Abbot Jamison first invited the men to use silence as a "wonderful spiritual bath which we invite you to get into to relax your spiritual muscles so you can start listening to God, listening to each other, and listening with the ear of your heart to your own deepest self."

The men prayed with the monks six times a day, and each participant was asked to observe the Benedictine rules of silence, obedience, and humility.

Predictably, they found the Benedictine lifestyle difficult. Burke was one of the first to crack. In the first episode he was filmed leaving the abbey with Gary McCormick, a 36-year-old painter and former member of a Protestant paramilitary unit from Northern Ireland, in search of "virgins and cigarettes" in a nearby village.

The pair returned with a bag containing cigarettes, potato chips, chocolates, and soda; they were asked to sit down while Abbot Jamison explained that true freedom rested in being able to choose to resist the urges of the body.

Burke and McCormick were joined in the abbey by Anthoney Wright, 32, a "high-earning, high-energy" bachelor from London who boasted to the group that he had gone to the monastery straight from a "Cartier polo match."

Wright, who works for a legal publishing company, was filmed partying in the days before he arrived at the abbey. He was shown giving a high-five to a barman in a fashionable Mayfair salon and winking at the camera as a girl threw her arms around his neck.
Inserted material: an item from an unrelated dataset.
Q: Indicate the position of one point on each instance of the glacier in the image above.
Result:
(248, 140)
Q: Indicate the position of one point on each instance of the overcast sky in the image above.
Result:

Also in the group was Nick Buxton, 37, a student of Buddhism at Cambridge University who since filming ended has returned to his Anglican roots and regularly attends Church. He took an intellectual approach to the challenge but struggled with the "part of me that doesn't believe."

Peter Gryffyd, 70, a retired teacher and published poet from Bristol, was the only married man in the cast. He said he sought the answer to the question, "What is the meaning of life?"

McCormick said he "couldn't stay out of jail" after he became involved with the paramilitary Ulster Defense Association in Belfast, Northern Ireland, and later became a drug user. He fought back tears as he told how he swore violently at his mother, "the only one who ever really stood by me in all my life."

McCormick was one of the first to find what he was looking for: the strength to come to terms with his past, and the ensuing inner peace.

"There are 22 monks in here, and every one of them loves you and accepts you," he said. "I have never been made so welcome in a place in all of my life."

"They talk to you; they maybe know about your background, yet they don't judge you. It's hard to put into words but the acceptance here is, to me, it's like walking into heaven," he said.

Over the weeks that followed, Gryffyd regained the faith he rejected in his youth, and Buxton edged closer to becoming an Anglican minister.

Burke discussed his past drinking problems and confessed that he was unhappy with his present life. Then, on day 38, he had a "religious experience," and reported a "surge of energy" that left him in tears.

Burke told Catholic News Service May 10 that he now attends a Catholic Church near his home in London.

Wright was shown coming to terms with being raised by grandparents after being abandoned as a 2-year-old. He told CNS that the monastery experience had motivated him to realize his ambitions. He said he has since taken a pay cut to set up his own music production company.

He now prays daily and makes the occasional visit to London's Westminster Cathedral. He said he flirted with the idea of becoming a Catholic but instead opted to pursue a spiritual life of his own making.

"I am still in contact with them," he said. "I consider them friends. How many other guys can say they have 22 monks as spiritual advisers?"